The howling of the village dogs has calmed down over the past week, due to the passing of the canícula (named for the dog star, Sirius, and its associated theme of mad dogs/midday sun, hence also ‘dog days of summer’) – that period of extreme heat that peaks here at some point between late July and mid August; and while it is now still hot, it is not unbearably hot. With this in mind I suggest to my friend and neighbour Joan Castelló that we might profitably do a hike from the monastery of Sant Quirze, near the village, across the mountains to Portbou. It seems a reasonable proposition, given an early start. We reckon we might even get to Portbou by lunchtime.
So, Joan, my daughter Sioned and I set off at 6.30, deposited at the monastery by Mrs Blanco, who has decided to sit this one out (on the beach, and somewhat later than 6.30), and we begin the calf-wrenching ascent to the first pass, Coll de Pallerols. Despite the mist, we arrive at the pass an hour later drenched in sweat, and I already feel as though I have spent an uninterrupted week in a Turkish bath, but having got this far there is no option but to press on. I keep wanting the mist to clear, as there are magnificent views across the peaks, and although the Alberas are small mountains compared with the Pyrenees of the interior, they are still dramatic in juxtaposition with the sea.
We pass small circular shepherds’ huts, a variation on a theme found all around the Mediterranean as well as in the British Isles, and just over half way, as the sun finally breaks through the cloud, we find ourselves in an enchanted deciduous woods, remarkable for those of us who live on the south-facing flanks of the Pyrenees, but common enough on the north-facing French side.
Following the border between the two countries for much of our walk, we start descending towards a point where the sea spreads ahead of us, spearheaded by a final mountain ridge, with Cerbère on the French side, and Portbou on the Spanish. The landscape provides a natural frontier, supposedly, (but not to the Catalans, who feel that both sides belong to them, rather than to either nation state).
It is at this point that a new feature has been added to the landscape: a large placard informing walkers in four languages that the renowned German philosopher and critic Walter Benjamin passed this same way on his flight from the Nazis in 1940 (see post for 7 August). The route has been renamed ‘Passage of Liberty’. Fine words, but confusing too – since the passage to liberty was traversed in the opposite direction often enough during and after the Spanish Civil War.

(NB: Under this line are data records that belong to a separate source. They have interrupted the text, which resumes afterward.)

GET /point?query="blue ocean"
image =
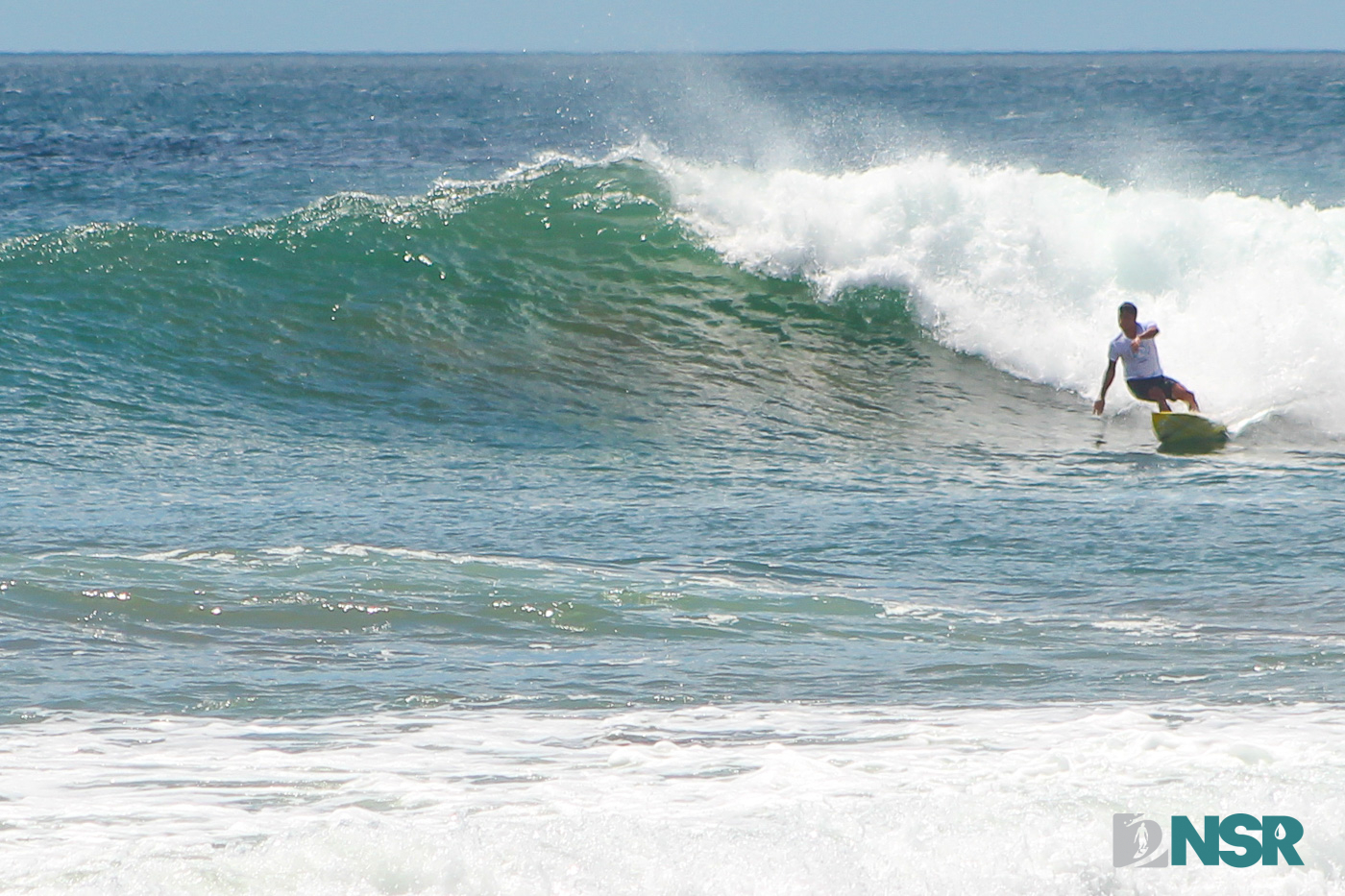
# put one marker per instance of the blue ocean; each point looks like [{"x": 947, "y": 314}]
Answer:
[{"x": 663, "y": 473}]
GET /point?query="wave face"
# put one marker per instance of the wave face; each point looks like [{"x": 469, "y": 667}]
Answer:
[
  {"x": 562, "y": 288},
  {"x": 721, "y": 513},
  {"x": 641, "y": 282},
  {"x": 1026, "y": 269}
]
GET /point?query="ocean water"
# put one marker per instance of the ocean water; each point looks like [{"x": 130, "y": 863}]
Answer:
[{"x": 663, "y": 473}]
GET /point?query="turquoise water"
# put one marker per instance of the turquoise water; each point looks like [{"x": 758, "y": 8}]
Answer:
[{"x": 483, "y": 458}]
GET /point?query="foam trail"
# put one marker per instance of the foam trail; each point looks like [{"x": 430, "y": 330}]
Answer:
[
  {"x": 733, "y": 799},
  {"x": 1026, "y": 269}
]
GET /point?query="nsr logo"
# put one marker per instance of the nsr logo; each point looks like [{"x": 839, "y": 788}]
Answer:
[{"x": 1139, "y": 842}]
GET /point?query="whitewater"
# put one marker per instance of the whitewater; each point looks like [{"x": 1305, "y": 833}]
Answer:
[{"x": 662, "y": 475}]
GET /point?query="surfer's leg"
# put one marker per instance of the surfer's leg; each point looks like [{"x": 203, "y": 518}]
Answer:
[
  {"x": 1156, "y": 393},
  {"x": 1183, "y": 393}
]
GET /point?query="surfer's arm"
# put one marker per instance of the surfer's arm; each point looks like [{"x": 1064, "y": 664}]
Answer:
[
  {"x": 1106, "y": 385},
  {"x": 1143, "y": 334}
]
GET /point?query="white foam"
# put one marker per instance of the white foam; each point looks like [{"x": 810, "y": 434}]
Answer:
[
  {"x": 1026, "y": 269},
  {"x": 737, "y": 799}
]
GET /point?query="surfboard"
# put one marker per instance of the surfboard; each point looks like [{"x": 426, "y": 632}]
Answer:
[{"x": 1187, "y": 432}]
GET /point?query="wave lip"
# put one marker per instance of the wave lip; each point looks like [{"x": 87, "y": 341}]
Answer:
[{"x": 1026, "y": 268}]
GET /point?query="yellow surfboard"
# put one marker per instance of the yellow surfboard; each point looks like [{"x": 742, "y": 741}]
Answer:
[{"x": 1187, "y": 432}]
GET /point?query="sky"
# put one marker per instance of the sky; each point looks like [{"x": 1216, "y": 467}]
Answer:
[{"x": 709, "y": 26}]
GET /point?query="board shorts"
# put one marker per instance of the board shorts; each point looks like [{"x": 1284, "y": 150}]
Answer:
[{"x": 1139, "y": 388}]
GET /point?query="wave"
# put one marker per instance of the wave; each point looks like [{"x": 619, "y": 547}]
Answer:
[
  {"x": 641, "y": 281},
  {"x": 1026, "y": 269}
]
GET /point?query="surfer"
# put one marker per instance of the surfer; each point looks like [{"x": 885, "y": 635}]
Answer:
[{"x": 1143, "y": 375}]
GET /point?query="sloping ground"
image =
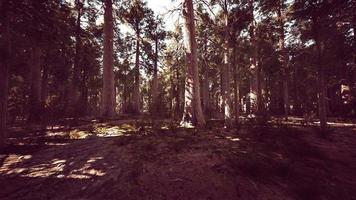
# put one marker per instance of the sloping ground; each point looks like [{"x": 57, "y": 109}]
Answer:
[{"x": 131, "y": 160}]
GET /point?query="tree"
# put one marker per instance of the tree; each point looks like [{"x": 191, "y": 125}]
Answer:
[
  {"x": 137, "y": 15},
  {"x": 4, "y": 67},
  {"x": 193, "y": 113},
  {"x": 156, "y": 34},
  {"x": 74, "y": 97},
  {"x": 108, "y": 93}
]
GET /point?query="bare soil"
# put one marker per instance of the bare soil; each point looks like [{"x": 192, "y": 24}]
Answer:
[{"x": 130, "y": 159}]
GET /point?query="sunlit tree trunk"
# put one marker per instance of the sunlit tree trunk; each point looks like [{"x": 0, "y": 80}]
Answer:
[
  {"x": 4, "y": 68},
  {"x": 205, "y": 82},
  {"x": 44, "y": 86},
  {"x": 155, "y": 81},
  {"x": 74, "y": 90},
  {"x": 226, "y": 89},
  {"x": 236, "y": 88},
  {"x": 253, "y": 95},
  {"x": 321, "y": 74},
  {"x": 136, "y": 89},
  {"x": 282, "y": 59},
  {"x": 35, "y": 94},
  {"x": 354, "y": 54},
  {"x": 108, "y": 94},
  {"x": 193, "y": 113}
]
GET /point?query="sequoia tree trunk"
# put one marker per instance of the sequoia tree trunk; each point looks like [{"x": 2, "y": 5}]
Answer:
[
  {"x": 155, "y": 105},
  {"x": 193, "y": 113},
  {"x": 108, "y": 94},
  {"x": 35, "y": 94},
  {"x": 321, "y": 75},
  {"x": 4, "y": 68},
  {"x": 282, "y": 59},
  {"x": 136, "y": 90}
]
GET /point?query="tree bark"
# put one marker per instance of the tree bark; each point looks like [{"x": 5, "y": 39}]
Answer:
[
  {"x": 226, "y": 89},
  {"x": 282, "y": 59},
  {"x": 74, "y": 97},
  {"x": 236, "y": 89},
  {"x": 44, "y": 86},
  {"x": 321, "y": 75},
  {"x": 35, "y": 95},
  {"x": 108, "y": 94},
  {"x": 4, "y": 69},
  {"x": 155, "y": 81},
  {"x": 193, "y": 113},
  {"x": 205, "y": 82},
  {"x": 253, "y": 96},
  {"x": 136, "y": 90}
]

They must mean a flexible passage of liberty, bi-directional, depending on your fancy or the pressures of historical necessity.
I applaud the honours due to Walter Benjamin, but cannot help feeling the Portbou civic administration might be milking this one, perhaps in pursuit of a new strain of intellectual tourism, no doubt attracting Euro-funding at the same time as raising the little town’s profile considerably, especially compared with the cultural paucity of the resorts further down the Costa Brava. In fact ‘Literary Landmarks of the Costa Brava’ might have considerable market potential: already there is a new statue to the Catalan poet Josep Palau i Fabre at nearby Grifeu beach. How long before Blanes starts selling itself as the home of Roberto Bolaño, and turning the Botanical Gardens there into a Santa Teresa theme park with 2666-themed dodgem rides and a Savage Detectives Treasure Hunt?
Our walk ended, as we might have predicted, far later than we wanted it to, in far too much heat. Seven hours after setting out we staggered onto the beach at Portbou and fell into the sea.